Les RSSI ont la responsabilité de comprendre la complexité et la portée des réglementations ainsi que leur impact sur les organisations. C'est pourquoi il leur est essentiel de comprendre les subtilités d'un environnement réglementaire en constante évolution afin de le maîtriser et de préparer efficacement leur organisation au changement.

NIS2 et DORA sont ainsi deux pièces qui viennent s’ajouter au puzzle complexe que constituent les réglementations de cybersécurité à l'échelle mondiale. La genèse de ces législations est simple : d'une part les incidents de cybersécurité persistent, d'autre part leur impact ne cesse de croître à mesure que la transformation numérique accélère.

Les cyberattaques étant de plus en plus courantes, les cadres NIS2 et DORA sont conçus non seulement pour aider les entreprises à se protéger contre les attaques, mais aussi pour renforcer la cyber résilience.
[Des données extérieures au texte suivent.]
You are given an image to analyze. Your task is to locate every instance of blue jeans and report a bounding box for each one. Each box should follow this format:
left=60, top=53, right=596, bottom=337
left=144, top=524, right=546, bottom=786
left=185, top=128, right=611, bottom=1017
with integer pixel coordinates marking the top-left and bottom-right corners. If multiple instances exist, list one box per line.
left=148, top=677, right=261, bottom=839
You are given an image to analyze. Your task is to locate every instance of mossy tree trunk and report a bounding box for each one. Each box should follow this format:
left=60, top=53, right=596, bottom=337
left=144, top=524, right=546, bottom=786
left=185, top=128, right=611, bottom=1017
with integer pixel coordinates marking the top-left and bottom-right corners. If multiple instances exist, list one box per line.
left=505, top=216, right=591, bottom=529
Les entreprises, et plus particulièrement les dirigeants, doivent être conscients que leur responsabilité personnelle est ainsi engagée. Il s'agit d'une stratégie intentionnelle visant à faire des RSSI un élément clé de l'entreprise et à les rendre personnellement responsables de leur posture de sécurité.

La directive NIS2 renforce les normes

NIS2 est une mise à jour importante du cadre NIS1 existant qui devra être mise en œuvre d'ici le 17 octobre 2024. Cette mise à jour élargit le champ des exigences en matière de cybersécurité pour inclure davantage de secteurs tels que l'énergie, les transports, la banque, la santé, les infrastructures numériques, les services numériques, l'alimentation, l'espace et l'industrie manufacturière.

Les enjeux sont d'autant plus importants que les sanctions en cas de non-respect sont plus sévères. Les sanctions auront des conséquences lourdes sur le plan personnel, telles que l'interdiction temporaire d'occuper des postes de direction.

En outre, la directive traite de la sécurité de la chaîne d'approvisionnement et fixe des exigences spécifiques : une analyse complète des risques, des protocoles robustes de réponse aux incidents, des normes de chiffrement, des procédures de divulgation des vulnérabilités, des mécanismes de détection des menaces et des programmes
de formation réguliers.

Le règlement DORA se concentre quant à lui sur la protection du secteur financier et entrera en vigueur le 17 janvier 2025 pour renforcer la sécurité numérique du secteur financier de l'UE. Il vise un large éventail d'entités financières qui opèrent dans ou avec l'UE, et étend sa portée réglementaire aux fournisseurs de services TIC tiers jugés essentiels par les régulateurs européens.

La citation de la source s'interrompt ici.